Atom 1 | Atom 2 | Distance (Å) | Distribution (Å) |
---|---|---|---|
P:84:CB | Q:84:CB | 27.20 | 2.50 |
P:96:CB | Q:96:CB | 32.60 | 5.00 |
P:105:CB | Q:105:CB | 15.40 | 3.70 |
P:108:CB | Q:108:CB | 6.20 | 4.40 |
P:112:CB | Q:112:CB | 18.00 | 6.90 |
P:116:CB | Q:116:CB | 17.40 | 3.10 |
P:142:CB | Q:142:CB | 32.10 | 3.10 |
P:199:CB | Q:199:CB | 36.20 | 5.00 |
P:208:CB | Q:208:CB | 47.70 | 13.20 |
P:277:CB | Q:277:CB | 29.80 | 3.40 |
P:290:CB | Q:290:CB | 38.40 | 0.50 |
P:339:CB | Q:339:CB | 14.70 | 0.40 |
P:340:CB | Q:340:CB | 34.60 | 0.80 |
P:341:CB | Q:341:CB | 31.90 | 3.60 |
P:342:CB | Q:342:CB | 24.90 | 1.10 |
P:343:CB | Q:343:CB | 34.00 | 2.30 |
P:344:CB | Q:344:CB | 37.00 | 4.20 |
P:345:CB | Q:345:CB | 35.50 | 6.60 |
The individual monomer chains in the CDB3 homodimer crystal structure display similar, but unique, 3D conformations designated as chains P and Q. Any docking calculation initiated with the unique P and Q conformations is clearly biased and would not provide a critical assessment of our toolkit capabilities.
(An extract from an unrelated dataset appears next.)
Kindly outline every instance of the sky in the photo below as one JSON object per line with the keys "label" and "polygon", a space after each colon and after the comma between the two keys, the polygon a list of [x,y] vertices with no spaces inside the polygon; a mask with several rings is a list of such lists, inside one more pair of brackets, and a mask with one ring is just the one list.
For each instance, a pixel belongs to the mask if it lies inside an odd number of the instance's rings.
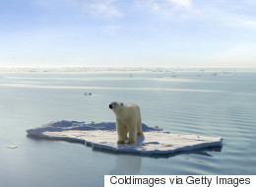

Therefore, we performed a 10ns molecular dynamics simulation for each monomer using a Generalized Born continuum solvation model in AMBER (28). The P and Q monomer backbone conformations were restrained at the crystallographic positions, but side chains were unrestrained. The final snapshots from these two simulations were used as the input monomer structures for all of the docking results reported below.
The general protocols we used to dock the CDB3 dimer with TagDock, HADDOCK, and RosettaDock were similar to one another, so that the results can be compared directly. Individual program defaults or previously recommended/published options were used for all calculations. The restraints were implemented as Cβ-Cβ distances, with error bars equal to the experimentally determined distance distributions (Table 1). We generated 10,000 decoys with each program utilizing the experimental restraints, and selected the 200 docking poses that best satisfied the restraints for analysis. We discarded all poses with a restraint penalty greater than one standard deviation above the mean penalty value. This statistical filter is less restrictive than the one we used in the ZDOCK benchmark results described above. This less restrictive filter was necessary in order to retain the best (closest to experiment) models produced by HADDOCK and RosettaDock. This filter cutoff change did not impact TagDock results, as both filters produced the same selection of TagDock decoys. The restraint penalty scores from each program were normalized to the range [0–1], and plotted versus the Cα RMSD to the 1HYN crystal structure. Results for all three docking programs are shown in Figure 3.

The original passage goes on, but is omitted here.